Opinion
CIVIL ACTION NO. 3:14-CV-00259-TBR
05-27-2014
MEMORANDUM OPINION AND ORDER
This matter is before the Court upon Plaintiff Jason Clark's Motion for Declaratory Judgment that Defendant BluePearl Kentucky, LLC "has no right to enforce a non-compete agreement between Plaintiff and his former employer." (Docket No. 10.) Defendant BluePearl Kentucky, LLC has responded. (Docket No. 12.) Plaintiff Clark has replied. (Docket No. 13.) This matter is now fully briefed and ripe for adjudication. For the following reasons, the Court will DENY Plaintiff Clark's Motion for Declaratory Judgment. (Docket No. 10.)
BACKGROUND
In July 2007, Plaintiff Clark, a veterinarian specializing in diseases of the eye, entered into an employment and noncompetition agreement (collectively "Employment Agreement" or "Agreement") with Eye Care for Animals, Inc. (ECFA). (Docket No. 1-2, at 3.) ECFA furnishes and leases employees to veterinary practices around the country. Beginning in 2010, ECFA leased Clark to Kentucky Eye Care for Animals, LLC (KECFA). (Docket No. 1-2, at 4.)
KECFA is not a subsidiary or otherwise legally related to ECFA. (Docket No. 1-2, at 4.)
In August 2013, KECFA went out of business and terminated its relationship with Clark claiming that it was not profitable. (Docket No. 1-2, at 5.) In September 2013, KECFA sold its assets, including its rights under the Employment Agreement between ECFA and Clark, to Defendant BluePearl, one of its former competitors. (Docket No. 1-2, at 5.)
Through his communications with ECFA and BluePearl, Clark has learned that BluePearl will seek to enforce the noncompetition portion of the Agreement if he takes a job in the "Restricted Territory" as defined in the Agreement. (Docket No. 10-1, at 3-4.) Clark brings this Motion for Declaratory Judgment requesting this Court declare BluePearl has no right to enforce the non-compete agreement. (Docket No. 10.)

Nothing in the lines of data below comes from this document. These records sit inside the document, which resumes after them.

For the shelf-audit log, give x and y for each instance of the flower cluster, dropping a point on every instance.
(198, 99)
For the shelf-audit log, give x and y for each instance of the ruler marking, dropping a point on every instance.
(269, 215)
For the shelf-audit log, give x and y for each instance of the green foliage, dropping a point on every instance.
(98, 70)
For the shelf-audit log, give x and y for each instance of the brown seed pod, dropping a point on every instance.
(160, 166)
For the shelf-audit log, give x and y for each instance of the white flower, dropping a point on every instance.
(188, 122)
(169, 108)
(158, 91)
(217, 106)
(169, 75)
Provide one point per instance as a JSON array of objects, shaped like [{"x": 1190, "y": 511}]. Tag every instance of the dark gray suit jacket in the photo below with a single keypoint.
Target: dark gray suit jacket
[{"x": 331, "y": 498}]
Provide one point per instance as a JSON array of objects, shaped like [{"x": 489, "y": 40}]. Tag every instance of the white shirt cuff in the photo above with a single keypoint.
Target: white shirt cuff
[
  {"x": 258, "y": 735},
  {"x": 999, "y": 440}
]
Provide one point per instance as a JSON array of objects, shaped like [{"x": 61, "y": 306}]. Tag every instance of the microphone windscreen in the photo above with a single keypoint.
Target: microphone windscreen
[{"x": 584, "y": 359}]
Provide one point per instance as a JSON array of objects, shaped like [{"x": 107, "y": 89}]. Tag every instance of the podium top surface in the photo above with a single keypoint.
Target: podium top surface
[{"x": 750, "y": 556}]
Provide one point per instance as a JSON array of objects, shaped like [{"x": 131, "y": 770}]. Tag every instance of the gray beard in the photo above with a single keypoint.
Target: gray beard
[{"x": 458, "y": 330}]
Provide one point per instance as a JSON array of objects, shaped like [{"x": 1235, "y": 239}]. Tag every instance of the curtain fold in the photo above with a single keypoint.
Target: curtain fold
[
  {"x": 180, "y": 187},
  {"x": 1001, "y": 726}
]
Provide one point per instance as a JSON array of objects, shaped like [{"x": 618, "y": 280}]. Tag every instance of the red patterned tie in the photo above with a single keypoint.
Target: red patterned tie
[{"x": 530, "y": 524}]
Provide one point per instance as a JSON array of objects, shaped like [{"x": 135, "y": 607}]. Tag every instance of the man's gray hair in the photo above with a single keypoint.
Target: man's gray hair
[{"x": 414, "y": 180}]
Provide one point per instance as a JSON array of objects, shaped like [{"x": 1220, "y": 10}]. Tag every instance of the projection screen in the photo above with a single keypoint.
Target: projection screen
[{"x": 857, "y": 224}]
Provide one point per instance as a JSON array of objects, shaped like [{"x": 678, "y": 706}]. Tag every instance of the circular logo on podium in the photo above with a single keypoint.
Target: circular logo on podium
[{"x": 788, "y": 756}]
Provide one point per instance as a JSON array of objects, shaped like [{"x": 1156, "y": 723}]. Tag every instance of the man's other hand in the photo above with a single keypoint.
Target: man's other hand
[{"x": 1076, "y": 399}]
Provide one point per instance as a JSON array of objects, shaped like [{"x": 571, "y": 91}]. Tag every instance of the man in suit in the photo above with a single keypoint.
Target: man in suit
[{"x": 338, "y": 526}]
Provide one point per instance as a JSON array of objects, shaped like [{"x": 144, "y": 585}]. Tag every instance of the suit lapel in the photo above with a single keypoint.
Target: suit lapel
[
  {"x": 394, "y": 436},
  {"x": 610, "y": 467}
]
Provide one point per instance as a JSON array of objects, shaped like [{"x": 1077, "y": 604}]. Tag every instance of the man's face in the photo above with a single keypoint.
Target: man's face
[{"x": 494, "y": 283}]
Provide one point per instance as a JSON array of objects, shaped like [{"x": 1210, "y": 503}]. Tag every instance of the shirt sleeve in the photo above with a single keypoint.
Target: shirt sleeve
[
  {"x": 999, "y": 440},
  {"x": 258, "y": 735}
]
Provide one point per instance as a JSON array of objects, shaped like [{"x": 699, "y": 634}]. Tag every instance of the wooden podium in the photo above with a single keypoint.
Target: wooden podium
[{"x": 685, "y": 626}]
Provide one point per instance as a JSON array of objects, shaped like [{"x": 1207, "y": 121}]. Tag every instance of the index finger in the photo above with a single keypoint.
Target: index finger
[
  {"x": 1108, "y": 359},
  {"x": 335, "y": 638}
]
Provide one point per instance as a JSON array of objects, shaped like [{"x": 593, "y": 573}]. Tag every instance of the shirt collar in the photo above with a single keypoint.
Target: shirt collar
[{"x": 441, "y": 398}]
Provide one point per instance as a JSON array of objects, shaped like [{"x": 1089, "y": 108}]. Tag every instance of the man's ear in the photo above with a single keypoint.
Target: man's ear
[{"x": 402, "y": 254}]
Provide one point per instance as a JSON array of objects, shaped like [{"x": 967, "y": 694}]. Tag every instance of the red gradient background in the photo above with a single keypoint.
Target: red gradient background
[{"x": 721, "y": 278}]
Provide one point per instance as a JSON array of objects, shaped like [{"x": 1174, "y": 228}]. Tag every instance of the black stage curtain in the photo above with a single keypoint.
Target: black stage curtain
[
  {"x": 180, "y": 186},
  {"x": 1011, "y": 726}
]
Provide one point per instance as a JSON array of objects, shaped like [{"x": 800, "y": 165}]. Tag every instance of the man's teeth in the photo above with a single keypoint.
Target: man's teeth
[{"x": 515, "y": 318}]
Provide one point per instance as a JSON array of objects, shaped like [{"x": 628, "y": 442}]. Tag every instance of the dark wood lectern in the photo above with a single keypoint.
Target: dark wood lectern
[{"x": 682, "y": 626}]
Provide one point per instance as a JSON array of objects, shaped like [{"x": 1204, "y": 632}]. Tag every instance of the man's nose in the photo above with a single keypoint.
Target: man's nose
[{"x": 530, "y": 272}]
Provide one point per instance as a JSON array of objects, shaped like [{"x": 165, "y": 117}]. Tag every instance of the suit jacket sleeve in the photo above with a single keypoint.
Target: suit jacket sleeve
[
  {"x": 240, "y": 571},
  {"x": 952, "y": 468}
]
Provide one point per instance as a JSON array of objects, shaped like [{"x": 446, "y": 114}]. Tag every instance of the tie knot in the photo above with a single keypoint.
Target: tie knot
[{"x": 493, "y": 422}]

I. Employment and Noncompetition Agreement
The Employment Agreement recites that ECFA furnishes and leases employees to entities, referred to as "Practices", engaged in the practice of veterinary medicine and that specialize in veterinary ophthalmology. (Docket No. 12-1, at 2.) It also states that ECFA employs Clark "for the purpose of providing veterinary medical and veterinary ophthalmology services to the Practices." (Docket No. 12-1, at 4.) Finally, it designates the "Practices" as intended beneficiaries of the Agreement and specifically states they, in addition to ECFA, "may enforce the Employee Covenants set forth in Attachment B"—which includes the covenant not to compete. (Docket No. 12-1, at 10.)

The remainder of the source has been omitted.